After almost four days on the boat, the participants returned to St. Petersburg to hear an upbeat presentation by the city governor Valentina Matviyenko. On Sunday, the group took the high speed train to Moscow and on Monday, after an off-the-record meeting with Foreign Minister Sergei Lavrov, whom participants deemed far less confrontational than usual, flew to Sochi to meet Prime Minister Vladimir Putin.

Director of the Center for Russian, Eurasian and East European Studies at Georgetown University Angela Stent, who is one of the founding members of the Valdai Discussion Club, said after the widely covered dinner with Putin that the Russian leader appeared more at ease than in any of the previous six annual meetings of the group, and is likely to stay in power.

“Looking at him and the body language, he obviously feels comfortable in the current situation. But we won’t rule out that he would run for president again,” Stent said in a telephone interview. She stressed that the Russian leader was more positive than he had been in the past, whether speaking about U.S. President Barack Obama or saying that China was “not a threat” to Russia.

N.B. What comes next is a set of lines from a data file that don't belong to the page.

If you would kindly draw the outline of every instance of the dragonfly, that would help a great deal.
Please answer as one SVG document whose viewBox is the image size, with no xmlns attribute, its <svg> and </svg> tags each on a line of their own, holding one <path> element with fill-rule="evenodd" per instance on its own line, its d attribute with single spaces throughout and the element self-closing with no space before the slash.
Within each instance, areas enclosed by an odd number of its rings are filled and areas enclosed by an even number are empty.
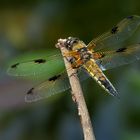
<svg viewBox="0 0 140 140">
<path fill-rule="evenodd" d="M 103 72 L 140 59 L 140 43 L 126 43 L 139 26 L 140 16 L 132 15 L 93 39 L 88 45 L 76 37 L 68 37 L 64 42 L 68 50 L 64 57 L 71 63 L 71 67 L 78 71 L 81 81 L 84 81 L 86 77 L 92 77 L 110 95 L 119 97 L 117 90 Z M 44 72 L 49 74 L 51 71 L 47 71 L 47 68 L 56 61 L 64 63 L 62 56 L 56 54 L 49 58 L 13 64 L 8 68 L 8 73 L 14 76 L 32 76 Z M 58 66 L 59 63 L 57 63 Z M 65 71 L 51 74 L 44 82 L 26 93 L 25 101 L 37 101 L 68 89 L 70 89 L 70 84 Z"/>
</svg>

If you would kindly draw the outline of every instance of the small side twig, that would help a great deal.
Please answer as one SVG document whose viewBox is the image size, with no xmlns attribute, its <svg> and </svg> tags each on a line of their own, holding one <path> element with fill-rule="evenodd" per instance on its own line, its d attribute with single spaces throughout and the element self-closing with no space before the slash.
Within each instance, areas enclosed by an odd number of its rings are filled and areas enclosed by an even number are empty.
<svg viewBox="0 0 140 140">
<path fill-rule="evenodd" d="M 68 52 L 68 50 L 65 48 L 64 45 L 65 41 L 66 39 L 59 39 L 58 43 L 56 44 L 56 47 L 60 48 L 62 56 L 64 56 L 64 53 Z M 76 102 L 78 107 L 78 115 L 80 116 L 81 120 L 81 125 L 84 133 L 84 140 L 95 140 L 91 120 L 83 96 L 82 88 L 80 86 L 79 78 L 77 77 L 76 74 L 76 70 L 75 69 L 68 70 L 68 68 L 71 67 L 71 64 L 66 60 L 65 57 L 64 62 L 71 85 L 72 98 L 74 97 L 73 100 L 74 102 Z"/>
</svg>

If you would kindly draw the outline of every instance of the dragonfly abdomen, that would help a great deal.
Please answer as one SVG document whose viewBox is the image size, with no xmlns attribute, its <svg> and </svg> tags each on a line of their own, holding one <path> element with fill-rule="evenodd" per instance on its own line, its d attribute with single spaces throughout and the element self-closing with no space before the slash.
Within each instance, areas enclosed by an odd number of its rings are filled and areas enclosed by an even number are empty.
<svg viewBox="0 0 140 140">
<path fill-rule="evenodd" d="M 118 93 L 116 89 L 113 87 L 111 82 L 107 79 L 104 73 L 100 70 L 98 65 L 95 63 L 94 60 L 89 60 L 85 65 L 84 68 L 88 71 L 90 76 L 95 79 L 95 81 L 104 88 L 109 94 L 118 97 Z"/>
</svg>

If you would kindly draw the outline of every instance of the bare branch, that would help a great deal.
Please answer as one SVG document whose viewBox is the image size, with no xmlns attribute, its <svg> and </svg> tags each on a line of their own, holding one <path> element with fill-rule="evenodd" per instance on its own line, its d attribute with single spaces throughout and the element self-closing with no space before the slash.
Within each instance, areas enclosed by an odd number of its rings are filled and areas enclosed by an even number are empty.
<svg viewBox="0 0 140 140">
<path fill-rule="evenodd" d="M 57 48 L 60 48 L 62 55 L 68 52 L 65 48 L 65 41 L 66 39 L 59 39 L 58 43 L 56 44 Z M 65 67 L 66 69 L 71 67 L 71 64 L 66 60 L 64 57 Z M 88 109 L 85 103 L 85 99 L 83 96 L 82 88 L 80 86 L 79 78 L 77 77 L 77 73 L 75 69 L 67 70 L 71 89 L 72 89 L 72 99 L 76 102 L 78 107 L 78 115 L 80 117 L 83 133 L 84 133 L 84 140 L 95 140 L 95 136 L 93 133 L 92 124 L 90 121 Z"/>
</svg>

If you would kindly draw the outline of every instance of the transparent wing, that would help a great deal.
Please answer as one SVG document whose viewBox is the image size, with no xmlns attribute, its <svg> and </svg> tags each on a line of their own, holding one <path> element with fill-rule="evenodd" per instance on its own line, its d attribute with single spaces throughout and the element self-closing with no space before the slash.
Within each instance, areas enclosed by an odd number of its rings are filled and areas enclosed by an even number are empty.
<svg viewBox="0 0 140 140">
<path fill-rule="evenodd" d="M 95 52 L 100 50 L 113 50 L 130 38 L 140 26 L 140 16 L 129 16 L 119 22 L 110 31 L 93 39 L 87 47 Z"/>
<path fill-rule="evenodd" d="M 26 96 L 26 102 L 34 102 L 51 95 L 61 93 L 70 88 L 68 77 L 65 74 L 55 75 L 40 85 L 31 88 Z"/>
<path fill-rule="evenodd" d="M 27 62 L 19 62 L 8 68 L 8 74 L 14 76 L 35 76 L 47 73 L 48 77 L 64 70 L 63 58 L 60 54 L 47 58 L 34 59 Z"/>
<path fill-rule="evenodd" d="M 80 81 L 84 81 L 89 77 L 82 69 L 79 70 L 78 75 Z M 67 73 L 63 72 L 59 75 L 54 75 L 40 85 L 31 88 L 25 96 L 25 101 L 35 102 L 57 93 L 62 93 L 68 89 L 70 89 L 69 79 Z"/>
<path fill-rule="evenodd" d="M 134 44 L 128 47 L 119 48 L 115 51 L 95 53 L 95 56 L 96 63 L 103 71 L 112 69 L 139 60 L 140 44 Z"/>
</svg>

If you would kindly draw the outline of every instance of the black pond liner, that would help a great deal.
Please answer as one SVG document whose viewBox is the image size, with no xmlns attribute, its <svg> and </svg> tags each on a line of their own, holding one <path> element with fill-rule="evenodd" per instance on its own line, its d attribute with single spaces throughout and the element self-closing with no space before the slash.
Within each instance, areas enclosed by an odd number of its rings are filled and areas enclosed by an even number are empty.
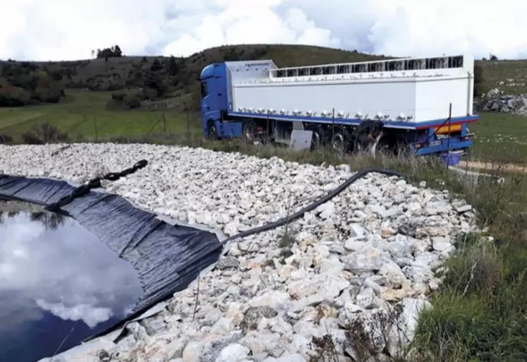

As for the Valdai Club itself, the organizers presented far-reaching plans to reform the program to the participants. Apart from specialized mini-sessions on regional issues, which were introduced last year and the Valdai Index presented for the first time this year, the group decided to introduce a fixed membership, elect an international advisory board and eventually create a parallel foundation to raise money and fund specific research projects to be published under the Valdai brand name. The annual conference will also be moved from September to June.